|Holden Village, 2010. View from a Hike|
Luke 22:24-27 “A dispute also arose among them as to which one of them was to be regarded as the greatest. But he said to them, ‘The kings of the Gentiles lord it over them; and those in authority over them are called benefactors. But not so with you; rather the greatest among you must become like the youngest, and the leader like one who serves. For who is greater, the one who is at the table or the one who serves? But I am among you as one who serves.'”
A quick synopsis of last week’s class on my thesis….
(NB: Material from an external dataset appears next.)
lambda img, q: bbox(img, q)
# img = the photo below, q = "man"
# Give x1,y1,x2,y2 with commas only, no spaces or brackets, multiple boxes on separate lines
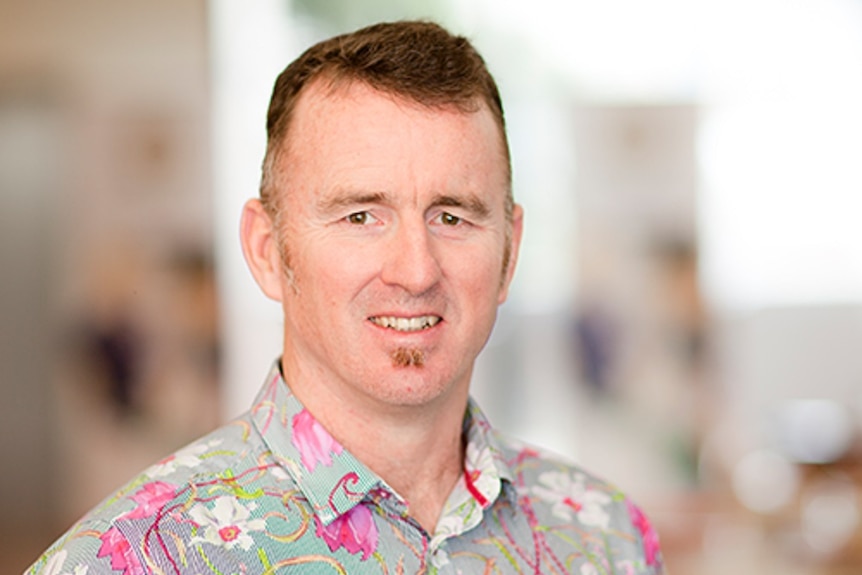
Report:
29,21,663,574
Jesus shows us again that God turns our expectations upside down – our expectations of who is the greatest and what the kingdom of God looks like. By arguing about who is most awesome, the disciples are clearly missing the point… again. Jesus had just described his body broken and blood poured out in a gift of self-sacrifice, yet the disciples value the one who is “regarded as the greatest.”
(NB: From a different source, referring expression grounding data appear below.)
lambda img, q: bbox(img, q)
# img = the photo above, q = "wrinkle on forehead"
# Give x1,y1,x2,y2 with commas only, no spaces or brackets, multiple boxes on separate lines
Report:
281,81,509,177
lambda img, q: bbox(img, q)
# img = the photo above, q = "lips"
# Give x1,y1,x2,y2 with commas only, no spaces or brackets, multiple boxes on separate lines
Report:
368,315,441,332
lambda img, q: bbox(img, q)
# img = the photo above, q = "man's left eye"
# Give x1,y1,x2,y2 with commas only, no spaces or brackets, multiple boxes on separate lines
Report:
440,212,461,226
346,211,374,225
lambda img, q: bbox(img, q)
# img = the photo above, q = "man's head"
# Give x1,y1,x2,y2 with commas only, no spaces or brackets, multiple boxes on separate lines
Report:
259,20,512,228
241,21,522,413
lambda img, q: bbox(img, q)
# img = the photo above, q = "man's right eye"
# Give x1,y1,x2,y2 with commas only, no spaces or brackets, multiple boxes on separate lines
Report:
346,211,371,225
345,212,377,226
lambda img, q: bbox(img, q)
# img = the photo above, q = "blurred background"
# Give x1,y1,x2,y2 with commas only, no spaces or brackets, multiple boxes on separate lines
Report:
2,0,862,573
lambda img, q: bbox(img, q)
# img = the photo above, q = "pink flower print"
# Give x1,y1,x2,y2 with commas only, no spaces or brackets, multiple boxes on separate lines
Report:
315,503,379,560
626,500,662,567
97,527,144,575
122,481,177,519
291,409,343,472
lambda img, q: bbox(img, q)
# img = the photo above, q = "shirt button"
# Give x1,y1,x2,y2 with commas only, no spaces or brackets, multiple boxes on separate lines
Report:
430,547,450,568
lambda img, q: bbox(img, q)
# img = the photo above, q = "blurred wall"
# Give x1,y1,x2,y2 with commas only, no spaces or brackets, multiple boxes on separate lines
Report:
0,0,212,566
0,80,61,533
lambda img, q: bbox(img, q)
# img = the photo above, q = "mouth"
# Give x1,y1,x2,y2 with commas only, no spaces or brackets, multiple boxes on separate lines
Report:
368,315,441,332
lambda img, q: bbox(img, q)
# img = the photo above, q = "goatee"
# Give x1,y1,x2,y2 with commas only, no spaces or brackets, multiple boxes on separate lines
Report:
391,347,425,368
The image of a servant leader would have been striking at the table, where Jesus had literally served them bread and wine. The dining area is a place where hierarchy and status were strongly enforced at the time. To get more insight on the impact of Jesus’ words, we look to Luke 14:1-24. There Jesus is also at a table, telling a parable about the kingdom of God. The story is about a wealthy man who is going to throw a great banquet to impress people who could reciprocate with favors and banquets (14:16) (See Willi Braun’s analysis). His friends snub him for financial and economic reasons, so he invites two groups of social outcasts instead. The tale ends with the host renouncing his former social connections as he shares the dining table with the outcast (14:24). This is not paternalistic benevolence, but joining a new community – a conversion.
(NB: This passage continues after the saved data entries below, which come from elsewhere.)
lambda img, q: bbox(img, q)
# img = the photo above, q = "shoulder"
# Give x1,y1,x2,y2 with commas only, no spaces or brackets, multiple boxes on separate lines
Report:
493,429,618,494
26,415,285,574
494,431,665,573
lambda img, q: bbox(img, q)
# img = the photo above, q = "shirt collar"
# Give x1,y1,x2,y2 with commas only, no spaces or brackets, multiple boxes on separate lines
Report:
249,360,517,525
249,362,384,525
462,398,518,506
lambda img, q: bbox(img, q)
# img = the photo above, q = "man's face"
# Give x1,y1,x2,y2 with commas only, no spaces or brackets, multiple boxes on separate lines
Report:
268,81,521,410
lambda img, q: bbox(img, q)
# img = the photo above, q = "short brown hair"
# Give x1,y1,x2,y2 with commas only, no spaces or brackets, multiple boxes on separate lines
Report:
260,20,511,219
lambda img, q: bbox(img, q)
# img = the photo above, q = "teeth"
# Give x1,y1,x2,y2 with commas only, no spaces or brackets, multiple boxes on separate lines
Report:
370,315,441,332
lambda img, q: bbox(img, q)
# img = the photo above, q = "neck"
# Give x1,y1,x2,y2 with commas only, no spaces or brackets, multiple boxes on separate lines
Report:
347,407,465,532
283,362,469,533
Our culture needs encouragement to reject the social pressure to seek status and wealth and choose the alternative way of inclusion and justice. Jesus calls us to this new way. In these verses, we also see a God who chooses to be with those who are not powerful. God does not participate in the hierarchies we create to demonstrate our faulty view of human worth. (That also means that our worth doesn’t come from whether we succeed in these hierarchies!)
In Luke 22:24-27, Jesus announces that he works contrary to our expectations of greatness. We may look for God to come in power to overthrow systems that oppress and establish an earthly kingdom in which we, perhaps, may have a seat of honor. We make gods out of that which we idolize: money, religion, beauty, fame… and sanction them with the blessing or name of God. Yet God is not these idols. Jesus came as one who serves. God is at work through service for the kingdom of God, for the freedom of humanity from idolatry, poverty and exclusion.